# Is Vinyl Flooring ok to use?



## BlackSabbath (May 11, 2012)

*Hi .. I just bought my rat named "Black Sabbath" a new wire cage. The cage levels ( there are 3 of them ), are wire with lots of holes and I want to cover them with something that is going to be kinda hard so that it stable's them more because the they really aren't that stable the way they are. So, I was thinking of cutting and putting down some Vinyl Flooring that's sticky on the back, That way maybe the vinyl flooring won't slip off the wire cage levels when he climbs on them and jumps off them. Also I was also thinking of laying down dish towels so it wouldn't be so slippery. *​


----------



## Jaguar (Nov 15, 2009)

Yes, lots of folks use peel and stick lino to cover shelves.


----------



## petratts (Feb 14, 2012)

on the parts in my cage that are made of wire. i used cardboard boxs, cereal boxes to be specific. I cut them up so that i had a flat piece of cardboard. then i put a few holes in it and used a twisty tie through the hole to tie it to the wire level and cut of the extra twisty tie. I wouldn't put sticky tiles on a wire surface cuz i am weird but i would be too worried they would get stuck to it or something. I put sticky tiles on the solid floor in one level in my cage. but then got really freaked out about the glue.
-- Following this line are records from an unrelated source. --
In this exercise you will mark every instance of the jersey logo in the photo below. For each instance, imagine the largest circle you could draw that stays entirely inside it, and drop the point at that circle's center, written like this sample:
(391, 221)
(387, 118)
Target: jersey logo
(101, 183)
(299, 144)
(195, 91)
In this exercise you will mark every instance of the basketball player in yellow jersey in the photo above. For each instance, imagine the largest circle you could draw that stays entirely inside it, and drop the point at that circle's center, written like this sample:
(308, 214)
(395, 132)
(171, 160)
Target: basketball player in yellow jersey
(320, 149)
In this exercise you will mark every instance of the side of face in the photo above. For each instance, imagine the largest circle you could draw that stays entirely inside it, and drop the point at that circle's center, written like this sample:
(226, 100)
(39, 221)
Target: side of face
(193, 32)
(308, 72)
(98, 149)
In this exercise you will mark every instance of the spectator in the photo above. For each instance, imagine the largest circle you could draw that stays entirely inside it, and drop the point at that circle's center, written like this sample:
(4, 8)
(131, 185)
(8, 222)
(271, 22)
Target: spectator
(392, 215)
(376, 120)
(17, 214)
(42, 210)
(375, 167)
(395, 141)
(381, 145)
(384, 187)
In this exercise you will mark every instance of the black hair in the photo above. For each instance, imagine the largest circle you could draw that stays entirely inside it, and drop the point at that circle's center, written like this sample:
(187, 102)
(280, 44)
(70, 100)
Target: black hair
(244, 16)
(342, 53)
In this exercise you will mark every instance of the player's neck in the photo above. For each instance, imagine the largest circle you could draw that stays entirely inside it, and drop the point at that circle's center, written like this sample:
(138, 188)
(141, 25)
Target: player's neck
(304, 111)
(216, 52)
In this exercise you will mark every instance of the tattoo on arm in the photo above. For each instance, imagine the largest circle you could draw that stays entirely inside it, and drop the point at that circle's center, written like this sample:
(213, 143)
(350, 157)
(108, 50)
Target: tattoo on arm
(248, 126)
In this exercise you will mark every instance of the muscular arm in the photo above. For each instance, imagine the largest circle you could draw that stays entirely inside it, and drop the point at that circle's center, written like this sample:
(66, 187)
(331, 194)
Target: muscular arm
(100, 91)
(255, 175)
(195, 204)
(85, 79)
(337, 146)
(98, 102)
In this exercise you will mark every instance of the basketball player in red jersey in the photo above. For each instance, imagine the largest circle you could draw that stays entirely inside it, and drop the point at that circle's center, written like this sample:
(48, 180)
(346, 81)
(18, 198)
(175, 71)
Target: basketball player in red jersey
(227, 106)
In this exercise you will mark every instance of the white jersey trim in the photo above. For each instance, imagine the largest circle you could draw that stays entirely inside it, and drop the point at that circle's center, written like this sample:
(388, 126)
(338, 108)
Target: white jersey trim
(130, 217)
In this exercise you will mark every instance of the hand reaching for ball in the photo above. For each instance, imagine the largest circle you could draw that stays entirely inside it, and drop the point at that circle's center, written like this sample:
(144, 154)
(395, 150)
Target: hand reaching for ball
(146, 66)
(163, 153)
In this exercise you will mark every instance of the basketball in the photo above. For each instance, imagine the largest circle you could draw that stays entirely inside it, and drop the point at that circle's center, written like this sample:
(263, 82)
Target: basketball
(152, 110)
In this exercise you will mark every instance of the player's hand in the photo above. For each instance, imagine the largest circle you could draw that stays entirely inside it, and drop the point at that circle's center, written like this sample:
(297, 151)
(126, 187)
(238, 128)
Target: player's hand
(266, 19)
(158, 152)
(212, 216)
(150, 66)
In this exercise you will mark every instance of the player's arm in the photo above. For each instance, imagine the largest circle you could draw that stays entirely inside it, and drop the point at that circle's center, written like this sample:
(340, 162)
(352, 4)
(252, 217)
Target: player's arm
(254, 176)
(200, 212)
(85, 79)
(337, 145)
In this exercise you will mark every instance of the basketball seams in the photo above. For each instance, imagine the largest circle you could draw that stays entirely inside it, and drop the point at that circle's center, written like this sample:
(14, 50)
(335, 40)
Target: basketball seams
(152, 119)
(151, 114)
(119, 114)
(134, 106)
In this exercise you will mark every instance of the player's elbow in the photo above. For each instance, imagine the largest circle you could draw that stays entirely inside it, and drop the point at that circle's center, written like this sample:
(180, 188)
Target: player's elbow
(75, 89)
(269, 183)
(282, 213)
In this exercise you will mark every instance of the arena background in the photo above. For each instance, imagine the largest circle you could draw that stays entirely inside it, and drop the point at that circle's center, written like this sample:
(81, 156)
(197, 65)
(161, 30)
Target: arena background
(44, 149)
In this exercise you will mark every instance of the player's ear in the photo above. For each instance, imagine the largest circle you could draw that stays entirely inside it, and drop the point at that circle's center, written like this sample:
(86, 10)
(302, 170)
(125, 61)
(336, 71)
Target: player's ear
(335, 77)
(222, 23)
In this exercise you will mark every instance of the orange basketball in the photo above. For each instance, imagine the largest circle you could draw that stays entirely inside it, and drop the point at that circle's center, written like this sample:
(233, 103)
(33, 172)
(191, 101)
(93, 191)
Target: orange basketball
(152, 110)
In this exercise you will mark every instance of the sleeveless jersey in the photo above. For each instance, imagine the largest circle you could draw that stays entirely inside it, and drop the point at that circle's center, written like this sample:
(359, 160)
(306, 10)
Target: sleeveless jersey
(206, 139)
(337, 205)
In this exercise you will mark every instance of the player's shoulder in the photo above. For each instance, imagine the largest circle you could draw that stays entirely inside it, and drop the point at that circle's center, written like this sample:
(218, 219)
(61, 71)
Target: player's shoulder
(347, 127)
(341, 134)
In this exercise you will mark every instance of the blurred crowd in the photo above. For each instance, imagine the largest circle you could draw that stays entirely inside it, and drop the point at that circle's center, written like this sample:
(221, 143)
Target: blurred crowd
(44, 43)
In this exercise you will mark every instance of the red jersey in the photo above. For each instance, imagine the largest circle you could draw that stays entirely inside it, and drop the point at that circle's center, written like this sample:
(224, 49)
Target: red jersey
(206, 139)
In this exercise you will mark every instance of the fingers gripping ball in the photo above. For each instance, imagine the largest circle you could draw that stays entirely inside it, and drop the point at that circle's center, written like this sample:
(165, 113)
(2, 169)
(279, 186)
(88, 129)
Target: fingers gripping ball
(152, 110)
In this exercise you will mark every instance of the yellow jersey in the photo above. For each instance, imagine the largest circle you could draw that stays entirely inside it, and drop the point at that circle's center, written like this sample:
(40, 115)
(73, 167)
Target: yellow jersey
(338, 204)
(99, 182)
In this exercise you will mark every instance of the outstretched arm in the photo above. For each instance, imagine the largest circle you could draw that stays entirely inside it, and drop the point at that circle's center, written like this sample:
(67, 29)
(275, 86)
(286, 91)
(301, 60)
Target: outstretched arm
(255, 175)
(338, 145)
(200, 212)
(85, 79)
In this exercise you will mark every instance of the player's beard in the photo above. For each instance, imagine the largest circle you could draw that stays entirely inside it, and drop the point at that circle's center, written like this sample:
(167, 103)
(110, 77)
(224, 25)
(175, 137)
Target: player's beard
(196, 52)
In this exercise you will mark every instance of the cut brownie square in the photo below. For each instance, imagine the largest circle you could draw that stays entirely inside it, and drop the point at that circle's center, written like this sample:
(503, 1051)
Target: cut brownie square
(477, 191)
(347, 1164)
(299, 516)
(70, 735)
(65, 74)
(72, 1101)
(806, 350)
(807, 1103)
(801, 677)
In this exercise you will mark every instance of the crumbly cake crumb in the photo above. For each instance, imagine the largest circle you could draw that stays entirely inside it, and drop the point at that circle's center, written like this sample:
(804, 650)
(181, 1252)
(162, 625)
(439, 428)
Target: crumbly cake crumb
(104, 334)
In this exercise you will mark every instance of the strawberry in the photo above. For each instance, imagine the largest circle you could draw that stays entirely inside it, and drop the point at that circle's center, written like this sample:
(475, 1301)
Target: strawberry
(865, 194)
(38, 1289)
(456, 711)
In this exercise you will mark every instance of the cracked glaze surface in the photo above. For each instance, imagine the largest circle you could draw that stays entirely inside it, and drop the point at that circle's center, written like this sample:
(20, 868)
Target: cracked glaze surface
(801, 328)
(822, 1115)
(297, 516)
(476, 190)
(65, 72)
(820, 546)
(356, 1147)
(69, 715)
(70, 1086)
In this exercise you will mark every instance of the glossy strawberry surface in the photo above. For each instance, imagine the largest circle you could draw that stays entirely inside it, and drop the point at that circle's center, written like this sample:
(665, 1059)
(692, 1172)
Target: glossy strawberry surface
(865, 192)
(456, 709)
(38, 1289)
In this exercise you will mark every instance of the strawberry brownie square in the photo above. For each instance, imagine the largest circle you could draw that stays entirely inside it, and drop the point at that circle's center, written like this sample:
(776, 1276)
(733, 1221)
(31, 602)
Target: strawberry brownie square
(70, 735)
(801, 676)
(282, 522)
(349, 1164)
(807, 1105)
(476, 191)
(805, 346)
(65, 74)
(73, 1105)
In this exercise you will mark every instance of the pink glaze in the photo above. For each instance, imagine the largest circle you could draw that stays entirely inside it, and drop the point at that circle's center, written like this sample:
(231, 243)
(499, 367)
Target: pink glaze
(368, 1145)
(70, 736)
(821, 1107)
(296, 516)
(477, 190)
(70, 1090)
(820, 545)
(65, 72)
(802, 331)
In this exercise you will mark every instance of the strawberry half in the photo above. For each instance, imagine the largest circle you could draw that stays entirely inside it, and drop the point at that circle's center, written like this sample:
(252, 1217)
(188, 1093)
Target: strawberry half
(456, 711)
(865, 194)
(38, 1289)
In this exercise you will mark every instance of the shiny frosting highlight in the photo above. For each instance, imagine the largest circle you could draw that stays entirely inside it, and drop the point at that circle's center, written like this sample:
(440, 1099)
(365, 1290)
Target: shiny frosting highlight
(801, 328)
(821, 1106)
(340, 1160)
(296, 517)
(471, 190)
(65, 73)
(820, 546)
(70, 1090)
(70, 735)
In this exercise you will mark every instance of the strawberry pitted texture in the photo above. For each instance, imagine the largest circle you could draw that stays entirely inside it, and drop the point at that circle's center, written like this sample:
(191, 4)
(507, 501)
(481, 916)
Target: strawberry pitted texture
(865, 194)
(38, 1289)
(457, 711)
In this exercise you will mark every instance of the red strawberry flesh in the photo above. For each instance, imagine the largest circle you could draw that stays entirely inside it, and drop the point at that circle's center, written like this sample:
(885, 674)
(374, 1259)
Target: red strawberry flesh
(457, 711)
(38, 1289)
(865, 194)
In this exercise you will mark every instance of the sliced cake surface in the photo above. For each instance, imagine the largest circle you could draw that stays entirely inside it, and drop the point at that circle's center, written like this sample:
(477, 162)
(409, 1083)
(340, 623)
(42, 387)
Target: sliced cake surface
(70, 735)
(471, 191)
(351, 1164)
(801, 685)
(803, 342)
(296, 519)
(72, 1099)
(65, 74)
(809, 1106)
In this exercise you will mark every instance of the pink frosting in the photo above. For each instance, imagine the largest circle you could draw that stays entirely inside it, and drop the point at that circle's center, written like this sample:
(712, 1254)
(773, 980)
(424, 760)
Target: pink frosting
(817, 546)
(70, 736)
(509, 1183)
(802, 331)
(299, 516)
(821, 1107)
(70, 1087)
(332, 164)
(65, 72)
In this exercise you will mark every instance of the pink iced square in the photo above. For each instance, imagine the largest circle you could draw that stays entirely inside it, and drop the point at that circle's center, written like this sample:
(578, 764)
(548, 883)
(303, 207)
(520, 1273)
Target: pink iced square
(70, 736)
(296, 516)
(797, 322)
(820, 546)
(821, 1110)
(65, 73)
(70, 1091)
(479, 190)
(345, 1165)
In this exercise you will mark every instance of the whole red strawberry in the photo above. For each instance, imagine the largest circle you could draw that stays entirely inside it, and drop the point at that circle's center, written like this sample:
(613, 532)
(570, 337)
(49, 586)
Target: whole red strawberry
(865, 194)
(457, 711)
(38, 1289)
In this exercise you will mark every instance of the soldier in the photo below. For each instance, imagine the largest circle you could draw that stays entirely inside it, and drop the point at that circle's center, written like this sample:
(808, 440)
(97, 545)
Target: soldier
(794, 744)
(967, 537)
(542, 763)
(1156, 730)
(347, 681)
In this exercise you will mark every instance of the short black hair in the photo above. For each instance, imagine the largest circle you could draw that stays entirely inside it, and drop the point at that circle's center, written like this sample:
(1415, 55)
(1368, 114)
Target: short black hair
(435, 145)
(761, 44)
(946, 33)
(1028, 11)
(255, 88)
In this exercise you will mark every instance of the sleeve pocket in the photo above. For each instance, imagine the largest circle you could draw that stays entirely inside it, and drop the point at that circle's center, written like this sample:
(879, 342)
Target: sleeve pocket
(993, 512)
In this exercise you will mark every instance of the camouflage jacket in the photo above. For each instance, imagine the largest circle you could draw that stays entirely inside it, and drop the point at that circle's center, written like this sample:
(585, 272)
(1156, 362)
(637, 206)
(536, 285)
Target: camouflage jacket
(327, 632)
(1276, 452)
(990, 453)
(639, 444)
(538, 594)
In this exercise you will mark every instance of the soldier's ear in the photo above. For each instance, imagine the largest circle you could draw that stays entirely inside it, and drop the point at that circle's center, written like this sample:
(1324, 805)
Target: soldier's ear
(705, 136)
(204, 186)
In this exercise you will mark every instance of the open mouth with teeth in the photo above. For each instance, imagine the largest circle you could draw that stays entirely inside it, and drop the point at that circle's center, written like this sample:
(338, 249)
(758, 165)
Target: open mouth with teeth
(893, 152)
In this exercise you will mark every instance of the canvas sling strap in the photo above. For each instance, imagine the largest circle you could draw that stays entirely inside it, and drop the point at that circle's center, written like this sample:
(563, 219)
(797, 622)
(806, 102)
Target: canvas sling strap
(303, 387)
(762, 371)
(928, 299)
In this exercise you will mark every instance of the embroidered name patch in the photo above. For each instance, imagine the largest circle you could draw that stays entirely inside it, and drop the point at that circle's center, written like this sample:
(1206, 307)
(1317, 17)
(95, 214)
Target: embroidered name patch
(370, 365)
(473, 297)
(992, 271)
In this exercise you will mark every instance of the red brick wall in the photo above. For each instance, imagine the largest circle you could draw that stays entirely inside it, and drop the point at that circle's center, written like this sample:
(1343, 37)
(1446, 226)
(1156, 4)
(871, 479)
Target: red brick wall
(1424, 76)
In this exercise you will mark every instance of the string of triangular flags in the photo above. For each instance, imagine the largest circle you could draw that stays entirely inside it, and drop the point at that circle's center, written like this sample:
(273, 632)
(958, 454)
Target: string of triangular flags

The sticky tiles i got were made from china and i didn't want my rats to eat the glue. and the sticky tiles are just like a glue mouse trap if you flip them upside down. i ended up using this ridged sheet of plastic that i got from a hobby store. it was intended to be used as part of a giant picture frame or something. i really dont know but it is a giant thin sheet of plastic that is awesome to make a water prof surface.


----------